Photographe de formation, j'ai observé ces villageois qui vivaient dans des conditions presque moyenâgeuses, telles que déjà dénoncées par Albert Camus en 1939 dans une série de reportages pour "Alger républicain " intitulée "Misère de la Kabylie". Je les ai photographiés.

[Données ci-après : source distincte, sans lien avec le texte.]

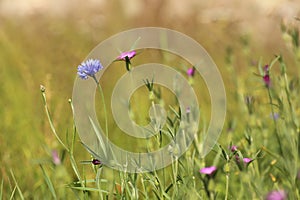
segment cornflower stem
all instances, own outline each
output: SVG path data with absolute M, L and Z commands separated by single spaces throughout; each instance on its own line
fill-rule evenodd
M 101 84 L 99 83 L 99 81 L 97 80 L 96 76 L 92 76 L 92 78 L 95 80 L 96 84 L 97 84 L 97 88 L 99 90 L 99 93 L 101 95 L 101 99 L 103 102 L 103 110 L 104 110 L 104 120 L 105 120 L 105 134 L 106 134 L 106 139 L 108 140 L 108 122 L 107 122 L 107 110 L 106 110 L 106 104 L 105 104 L 105 99 L 104 99 L 104 94 L 103 94 L 103 90 L 101 87 Z

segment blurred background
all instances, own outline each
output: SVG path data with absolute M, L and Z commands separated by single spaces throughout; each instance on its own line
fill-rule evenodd
M 72 131 L 68 99 L 77 66 L 109 36 L 158 26 L 194 38 L 222 73 L 230 113 L 234 77 L 250 76 L 260 58 L 268 63 L 282 54 L 295 66 L 291 38 L 282 30 L 299 27 L 297 17 L 298 0 L 0 0 L 0 179 L 11 186 L 12 170 L 24 191 L 42 184 L 36 164 L 51 163 L 52 150 L 60 147 L 39 87 L 46 87 L 64 139 Z M 79 142 L 76 146 L 78 160 L 89 159 Z

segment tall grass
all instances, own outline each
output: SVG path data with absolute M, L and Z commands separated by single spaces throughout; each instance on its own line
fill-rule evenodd
M 264 199 L 274 190 L 284 190 L 287 199 L 300 199 L 297 27 L 282 26 L 291 49 L 287 56 L 286 52 L 264 49 L 260 58 L 249 50 L 257 48 L 255 41 L 245 36 L 240 43 L 224 44 L 223 51 L 209 47 L 210 53 L 217 52 L 212 57 L 220 66 L 228 95 L 219 144 L 200 158 L 200 136 L 210 116 L 205 111 L 210 103 L 204 95 L 199 138 L 192 147 L 164 169 L 131 174 L 93 165 L 73 124 L 70 83 L 76 66 L 98 39 L 78 32 L 67 20 L 50 23 L 35 19 L 34 23 L 1 24 L 5 32 L 0 31 L 0 199 Z M 103 38 L 111 34 L 98 33 Z M 141 59 L 147 58 L 141 55 Z M 253 60 L 257 62 L 250 64 Z M 267 64 L 269 86 L 263 78 Z M 124 66 L 112 66 L 117 67 Z M 186 68 L 181 70 L 185 73 Z M 38 90 L 40 84 L 45 85 L 42 91 Z M 111 86 L 105 81 L 100 84 L 105 95 L 105 88 Z M 197 93 L 201 93 L 201 84 L 203 80 L 195 77 Z M 171 112 L 170 130 L 177 128 L 177 112 Z M 115 130 L 109 125 L 108 130 Z M 157 144 L 160 138 L 152 142 Z M 251 162 L 244 163 L 243 158 Z M 208 166 L 216 166 L 216 172 L 199 172 Z

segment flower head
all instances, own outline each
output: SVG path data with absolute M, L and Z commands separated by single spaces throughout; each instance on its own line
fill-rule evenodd
M 252 159 L 251 158 L 243 158 L 243 161 L 245 164 L 248 164 L 248 163 L 252 162 Z
M 266 74 L 263 76 L 263 81 L 266 85 L 266 87 L 270 87 L 271 86 L 271 79 L 270 79 L 270 75 Z
M 237 148 L 236 145 L 232 145 L 232 146 L 230 147 L 230 150 L 231 150 L 231 152 L 236 152 L 236 151 L 238 150 L 238 148 Z
M 265 65 L 265 66 L 264 66 L 264 72 L 265 72 L 266 74 L 269 73 L 269 69 L 270 69 L 269 65 Z
M 217 167 L 211 166 L 211 167 L 204 167 L 199 170 L 201 174 L 207 174 L 207 175 L 212 175 L 215 171 L 217 170 Z
M 89 76 L 94 77 L 95 74 L 103 69 L 99 60 L 88 59 L 78 66 L 78 76 L 82 79 L 87 79 Z
M 122 61 L 124 60 L 126 63 L 126 70 L 127 71 L 131 71 L 131 62 L 130 60 L 136 55 L 135 51 L 126 51 L 121 53 L 118 57 L 117 57 L 117 61 Z
M 279 115 L 279 113 L 271 113 L 270 114 L 270 117 L 272 118 L 272 119 L 274 119 L 274 120 L 277 120 L 277 119 L 279 119 L 279 117 L 280 117 L 280 115 Z
M 187 108 L 185 109 L 185 112 L 186 112 L 187 114 L 191 113 L 191 108 L 190 108 L 190 107 L 187 107 Z
M 284 190 L 272 191 L 267 194 L 266 200 L 285 200 L 287 199 L 287 194 Z
M 61 160 L 60 160 L 59 155 L 58 155 L 56 150 L 52 151 L 52 162 L 55 165 L 60 165 L 61 164 Z
M 191 67 L 191 68 L 188 68 L 188 70 L 186 71 L 186 74 L 189 76 L 189 77 L 192 77 L 195 75 L 195 67 Z
M 126 57 L 130 60 L 131 58 L 133 58 L 136 55 L 135 51 L 125 51 L 123 53 L 121 53 L 118 57 L 117 60 L 124 60 L 126 61 Z
M 269 88 L 271 86 L 270 67 L 269 67 L 269 65 L 264 66 L 263 81 L 264 81 L 266 87 Z

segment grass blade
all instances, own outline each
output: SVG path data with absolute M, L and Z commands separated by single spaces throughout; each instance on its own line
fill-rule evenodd
M 12 200 L 12 199 L 13 199 L 13 197 L 14 197 L 14 195 L 15 195 L 15 192 L 16 192 L 16 189 L 17 189 L 17 186 L 14 187 L 14 189 L 13 189 L 11 195 L 10 195 L 9 200 Z
M 48 185 L 48 188 L 49 188 L 49 190 L 50 190 L 50 192 L 51 192 L 53 198 L 54 198 L 54 199 L 57 199 L 57 197 L 56 197 L 56 192 L 55 192 L 55 189 L 54 189 L 54 187 L 53 187 L 53 184 L 52 184 L 52 182 L 51 182 L 51 180 L 50 180 L 50 177 L 48 176 L 48 174 L 47 174 L 47 172 L 45 171 L 45 169 L 43 168 L 43 166 L 40 165 L 40 167 L 41 167 L 41 169 L 42 169 L 42 172 L 43 172 L 43 175 L 44 175 L 44 179 L 45 179 L 45 181 L 46 181 L 46 183 L 47 183 L 47 185 Z
M 0 186 L 0 200 L 2 200 L 3 197 L 3 179 L 1 181 L 1 186 Z
M 13 178 L 15 184 L 16 184 L 15 189 L 17 189 L 17 191 L 18 191 L 18 193 L 19 193 L 21 199 L 24 200 L 23 193 L 22 193 L 22 191 L 21 191 L 21 189 L 20 189 L 20 187 L 19 187 L 19 185 L 18 185 L 18 183 L 17 183 L 17 180 L 16 180 L 16 178 L 15 178 L 14 173 L 13 173 L 12 170 L 10 170 L 10 174 L 11 174 L 11 176 L 12 176 L 12 178 Z M 14 190 L 15 190 L 15 189 L 14 189 Z M 13 196 L 12 196 L 12 197 L 13 197 Z
M 98 140 L 100 142 L 100 147 L 102 147 L 102 151 L 104 153 L 104 156 L 105 156 L 105 158 L 107 158 L 106 145 L 105 145 L 105 143 L 104 143 L 104 141 L 102 139 L 101 133 L 99 132 L 99 130 L 98 130 L 96 124 L 93 122 L 92 118 L 89 117 L 89 119 L 90 119 L 90 122 L 91 122 L 91 124 L 93 126 L 93 129 L 94 129 L 94 131 L 95 131 L 95 133 L 97 135 L 97 138 L 98 138 Z
M 63 141 L 60 139 L 60 137 L 58 136 L 55 126 L 53 124 L 53 120 L 52 120 L 52 116 L 50 113 L 50 110 L 48 108 L 48 104 L 47 104 L 47 98 L 46 98 L 46 93 L 45 93 L 45 87 L 41 85 L 41 92 L 42 92 L 42 98 L 43 98 L 43 102 L 44 102 L 44 108 L 46 111 L 46 115 L 50 124 L 50 128 L 54 134 L 54 136 L 56 137 L 56 139 L 58 140 L 58 142 L 67 150 L 69 151 L 69 148 L 63 143 Z

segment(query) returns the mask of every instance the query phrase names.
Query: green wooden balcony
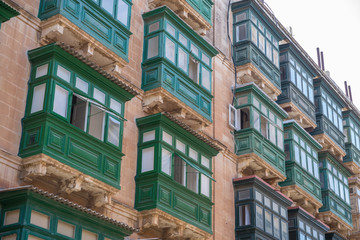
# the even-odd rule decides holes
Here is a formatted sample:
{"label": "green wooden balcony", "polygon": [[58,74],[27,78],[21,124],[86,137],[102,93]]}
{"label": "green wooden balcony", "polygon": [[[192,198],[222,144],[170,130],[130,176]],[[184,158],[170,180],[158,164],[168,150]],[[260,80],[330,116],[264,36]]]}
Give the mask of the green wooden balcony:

De retour en France métropolitaine, je me suis engagé dans l'opposition à la guerre d'Algérie, travaillant pour l'Express, France-Observateur, Témoignage-Chrétien ...
En 1966, je quittais l'activité de photojournalisme pour de la photo très technique.

Enfin retraite et en 1999, une étudiante en histoire traitant de la manifestation des algériens du 17 octobre 1961 me déloge pour me faire ressortir mes archives.

Je n'avais pas oublié deux petites filles kabyles dont je ne connaissais que le prénom : Ouardia et Fazia ; Elles jouaient à coté de nos barbelés, nos armes, de la mitrailleuse menaçante.
Leurs sourires étaient pour moi d'immenses flaques de lumière.
Les souvenirs remontaient en moi. J'ai eu envie de retourner dans ce village, de voir comment vivaient ses habitants. Qu'étaient devenues Ouardia et Fazia ? Un lourd rideau masquait ce pays.
Il me fallait trouver un point de chute sur place, un accompagnateur kabyle. Il m'a fallu plusieurs années pour y parvenir. Mon projet paraissait débile. Autour de moi, régnait le scepticisme et chacun tentait de me dissuader de faire ce voyage en Kabylie en raison de risques encourus.
Comment imaginer qu'une guerre puisse apporter un rêve aussi fort et aussi fou que de retrouver deux petites filles après plus de cinquante ans ?
Qui d'autre qu'un fou peut croire que ce rêve va se réaliser ?
Qui peut croire que cette folie s'est réalisée ?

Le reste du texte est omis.